June 2nd, 2008

eyes black and white

Quote bleg

I dimly remember a quote about the fallacy of talking of countries as willful entities, I think by a French man using the colonization of Algeria as an example, and saying that things would be clearer if instead of claiming that France send so many troups, we would say that out of a territory inhabited by so many million individuals, a few hundred of those individuals ordered a some ten thousand other individuals to cross the sea and take over another territory.

Can you help me find the original?

That will teach me to not save every quote I like ASAP in my cookie jar.

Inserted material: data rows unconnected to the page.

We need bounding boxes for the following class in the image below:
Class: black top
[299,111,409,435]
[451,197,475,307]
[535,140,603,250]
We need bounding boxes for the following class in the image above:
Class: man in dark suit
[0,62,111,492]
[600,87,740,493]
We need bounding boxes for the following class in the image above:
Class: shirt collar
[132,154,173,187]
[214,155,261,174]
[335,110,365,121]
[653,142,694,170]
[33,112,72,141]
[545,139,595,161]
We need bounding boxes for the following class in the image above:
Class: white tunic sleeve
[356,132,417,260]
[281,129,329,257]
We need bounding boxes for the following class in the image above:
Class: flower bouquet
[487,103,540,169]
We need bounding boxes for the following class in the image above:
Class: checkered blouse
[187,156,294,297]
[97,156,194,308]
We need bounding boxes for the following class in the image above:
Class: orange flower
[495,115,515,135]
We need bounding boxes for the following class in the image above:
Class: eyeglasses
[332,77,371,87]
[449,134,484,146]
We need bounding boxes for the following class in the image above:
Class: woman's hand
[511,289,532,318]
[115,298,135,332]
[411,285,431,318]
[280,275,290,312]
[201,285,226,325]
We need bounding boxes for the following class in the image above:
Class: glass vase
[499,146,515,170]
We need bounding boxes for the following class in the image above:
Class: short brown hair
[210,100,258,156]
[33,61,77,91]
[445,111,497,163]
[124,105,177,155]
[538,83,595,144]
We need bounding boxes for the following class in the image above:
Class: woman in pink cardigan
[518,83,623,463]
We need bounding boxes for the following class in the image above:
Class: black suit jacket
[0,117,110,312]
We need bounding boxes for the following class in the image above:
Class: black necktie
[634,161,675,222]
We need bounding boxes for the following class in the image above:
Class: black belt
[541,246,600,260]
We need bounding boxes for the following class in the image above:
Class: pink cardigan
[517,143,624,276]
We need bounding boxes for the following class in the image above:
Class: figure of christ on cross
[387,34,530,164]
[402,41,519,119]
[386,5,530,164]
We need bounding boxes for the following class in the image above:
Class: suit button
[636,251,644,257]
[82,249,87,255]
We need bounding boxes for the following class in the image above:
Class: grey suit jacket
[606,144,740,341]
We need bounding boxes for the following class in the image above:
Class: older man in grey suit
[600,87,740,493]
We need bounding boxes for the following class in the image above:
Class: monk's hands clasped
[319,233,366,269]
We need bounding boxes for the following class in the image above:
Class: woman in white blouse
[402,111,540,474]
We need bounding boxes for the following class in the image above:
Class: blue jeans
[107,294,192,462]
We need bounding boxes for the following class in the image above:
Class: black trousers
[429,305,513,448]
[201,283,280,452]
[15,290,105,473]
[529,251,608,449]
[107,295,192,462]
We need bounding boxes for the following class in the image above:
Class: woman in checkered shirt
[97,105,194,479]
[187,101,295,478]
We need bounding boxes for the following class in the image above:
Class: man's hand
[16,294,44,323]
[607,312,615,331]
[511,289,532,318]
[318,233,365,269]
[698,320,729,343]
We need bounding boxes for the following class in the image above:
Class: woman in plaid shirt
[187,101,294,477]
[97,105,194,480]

Answer, thanks to Turion Lugol: it's a paragraph by Parker T. Moon, rather long for my cookie jar, as found on Liberpedia, as excerpted from an article by Bertrand Lemennicier, who like Don Boudreaux may have gotten it from Tom Palmer, unless Tom got it from Bertrand or both from a common source.

Language often obscures truth. More than is ordinarily realized, our eyes are blinded to the facts . . . by tricks of the tongue. When one uses the simple monosyllable "France" one thinks of France as a unit, an entity. When to avoid awkward repetition we use a personal pronoun in referring to a country -- when for example we say "France sent her troops to conquer Tunis" -- we impute not only unity but personality to the country. The very words conceal the facts and make international relations a glamorous drama in which personalized nations are the actors, and all too easily we forget the flesh-and-blood men and women who are the true actors. How different it would be if we had no such word as "France," and had to say instead -- thirty-eight million men, women and children of very diversified interests and beliefs, inhabiting 218,000 square miles of territory! Then we should more accurately describe the Tunis expedition in some such way as this: "A few of these thirty-eight million persons sent thirty thousand others to conquer Tunis." This way of putting the fact immediately suggests a question, or rather a series of questions. Who are the "few"? Why did they send the thirty thousand to Tunis? And why did these obey?